Ed è per parlare di poesia e della poesia della nostra terra che abbiamo il piacere di incontrare José Russotti, un artista con un bagaglio fatto di molteplici esperienze artistiche che spaziando tra pittura, scrittura teatrale, grafica e musica lo hanno condotto anche alla poesia.

Nato in Argentina da genitori siciliani, emigrati agli inizi degli anni ’50, José Russotti sente forte il legame per la terra delle sue origini: così la Sicilia diventa il suo primo amore e in un percorso di riappropriazione e valorizzazione delle proprie radici gli verrà naturale anche recuperare il dialetto siciliano delle sue origini.

Quindi, con piacere, diamo la parola al protagonista del nostro incontro affinché lui stesso ce ne parli:

D – Siamo lieti di trovarci con José Russotti e gli chiediamo: c’è un momento in cui ci si scopre d’essere poeti?
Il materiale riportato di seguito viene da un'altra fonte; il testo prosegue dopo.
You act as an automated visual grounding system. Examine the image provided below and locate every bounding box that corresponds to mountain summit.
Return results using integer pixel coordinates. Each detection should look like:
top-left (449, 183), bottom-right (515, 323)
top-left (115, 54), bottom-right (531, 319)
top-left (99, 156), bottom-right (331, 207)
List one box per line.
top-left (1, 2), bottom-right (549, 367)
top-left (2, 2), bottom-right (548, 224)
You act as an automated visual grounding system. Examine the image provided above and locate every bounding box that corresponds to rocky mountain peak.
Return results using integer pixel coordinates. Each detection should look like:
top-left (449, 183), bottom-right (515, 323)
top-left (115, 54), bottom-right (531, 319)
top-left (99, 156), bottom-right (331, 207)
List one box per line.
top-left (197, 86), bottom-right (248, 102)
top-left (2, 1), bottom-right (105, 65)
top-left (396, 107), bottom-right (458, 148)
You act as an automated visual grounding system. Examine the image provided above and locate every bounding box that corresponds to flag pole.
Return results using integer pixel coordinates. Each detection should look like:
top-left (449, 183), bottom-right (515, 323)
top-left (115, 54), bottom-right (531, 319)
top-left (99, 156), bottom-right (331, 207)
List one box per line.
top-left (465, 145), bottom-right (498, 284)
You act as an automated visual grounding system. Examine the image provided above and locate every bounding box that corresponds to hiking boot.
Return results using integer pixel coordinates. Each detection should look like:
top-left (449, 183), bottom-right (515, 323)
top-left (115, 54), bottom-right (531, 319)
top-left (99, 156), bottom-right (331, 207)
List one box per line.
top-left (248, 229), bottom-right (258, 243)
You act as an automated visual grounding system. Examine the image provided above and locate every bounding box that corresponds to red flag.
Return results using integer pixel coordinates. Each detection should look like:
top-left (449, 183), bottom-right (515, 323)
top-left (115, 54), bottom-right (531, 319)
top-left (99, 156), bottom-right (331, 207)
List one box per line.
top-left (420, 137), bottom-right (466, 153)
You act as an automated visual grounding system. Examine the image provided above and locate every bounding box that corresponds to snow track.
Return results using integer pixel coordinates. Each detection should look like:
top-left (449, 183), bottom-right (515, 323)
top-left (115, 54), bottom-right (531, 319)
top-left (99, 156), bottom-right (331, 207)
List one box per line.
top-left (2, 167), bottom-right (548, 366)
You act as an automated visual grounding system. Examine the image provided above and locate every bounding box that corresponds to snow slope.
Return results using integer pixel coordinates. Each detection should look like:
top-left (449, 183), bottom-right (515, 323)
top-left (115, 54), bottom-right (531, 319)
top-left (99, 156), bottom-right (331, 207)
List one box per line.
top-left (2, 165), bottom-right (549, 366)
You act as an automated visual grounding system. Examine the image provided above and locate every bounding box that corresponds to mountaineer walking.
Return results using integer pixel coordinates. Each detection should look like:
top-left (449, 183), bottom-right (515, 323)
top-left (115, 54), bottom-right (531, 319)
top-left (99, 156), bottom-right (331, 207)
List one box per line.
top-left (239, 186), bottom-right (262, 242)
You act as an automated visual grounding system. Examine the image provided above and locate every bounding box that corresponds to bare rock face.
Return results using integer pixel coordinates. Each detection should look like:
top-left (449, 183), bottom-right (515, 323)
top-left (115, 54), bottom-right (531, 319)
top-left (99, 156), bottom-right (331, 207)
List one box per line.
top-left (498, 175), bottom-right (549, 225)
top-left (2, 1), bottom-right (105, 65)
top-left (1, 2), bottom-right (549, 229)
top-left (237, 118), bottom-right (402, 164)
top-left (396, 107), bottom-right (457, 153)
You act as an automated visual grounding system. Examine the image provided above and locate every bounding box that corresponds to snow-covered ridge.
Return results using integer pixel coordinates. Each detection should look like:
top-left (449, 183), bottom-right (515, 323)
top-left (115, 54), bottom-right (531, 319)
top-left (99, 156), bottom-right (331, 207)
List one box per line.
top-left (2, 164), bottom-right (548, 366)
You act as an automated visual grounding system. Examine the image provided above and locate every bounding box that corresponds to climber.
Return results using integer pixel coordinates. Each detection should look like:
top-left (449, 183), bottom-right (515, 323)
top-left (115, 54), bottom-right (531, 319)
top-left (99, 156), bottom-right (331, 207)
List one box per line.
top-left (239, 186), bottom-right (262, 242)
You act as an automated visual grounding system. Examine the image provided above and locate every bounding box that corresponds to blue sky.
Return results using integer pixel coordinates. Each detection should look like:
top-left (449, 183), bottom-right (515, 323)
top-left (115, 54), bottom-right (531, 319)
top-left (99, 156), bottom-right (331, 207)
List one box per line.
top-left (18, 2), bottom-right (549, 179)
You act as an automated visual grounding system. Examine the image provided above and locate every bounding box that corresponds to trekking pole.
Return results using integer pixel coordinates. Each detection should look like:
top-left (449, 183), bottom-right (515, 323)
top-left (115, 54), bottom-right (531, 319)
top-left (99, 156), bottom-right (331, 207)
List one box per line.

E, se è così, qual è l’esperienza che l’ha segnato in maniera significativa?

R – Non esistono requisiti canonici per diventare poeti, non è scritto da nessuna parte, non esistono scuole o accademie: poeti si nasce e basta. Poi, la singolarità nell’espressione di un’emozione, saperla decifrare in versi, descrivere uno stato d’animo, un pensiero sublime, un doloroso tratto autobiografico, fa la differenza. Non è sufficiente saper scrivere, il mestiere del poeta è quello di far sognare. E più è magnifico il sogno che “canta”, più entra in magica sintonia con il lettore, che spesso si identifica in lui. Ad esempio, nella poesia Chiantulongu, che dà il titolo all’intera silloge, narro con toni toccanti, a volte drammatici, l’attesa di mio padre che non torna. Narro un fatto mio, assolutamente personale, intimo, eppure, guardate cosa mi ha scritto recentemente un signore: “Il passo dalla biografia alla poesia non è un esercizio breve né semplice, in tanti ci hanno provato e ci provano, ma soltanto in pochi riescono a comporre un capolavoro come nella fattispecie la poesia Chiantulongu… (l’ho letta forse dieci volte nel libro)”.

Il poeta José Russotti

D – La presenza della sicilianità è innegabile ed evidente nella sua produzione artistica poetica/letteraria, nell’impegno profuso nell’organizzazione del concorso dialettale “Fogghi mavvagnoti” come anche significativi lo sono stati alcuni eventi della sua vita. Vuole condividere con “La Sicilia al femminile e non solo…” e i nostri lettori, il suo sentire?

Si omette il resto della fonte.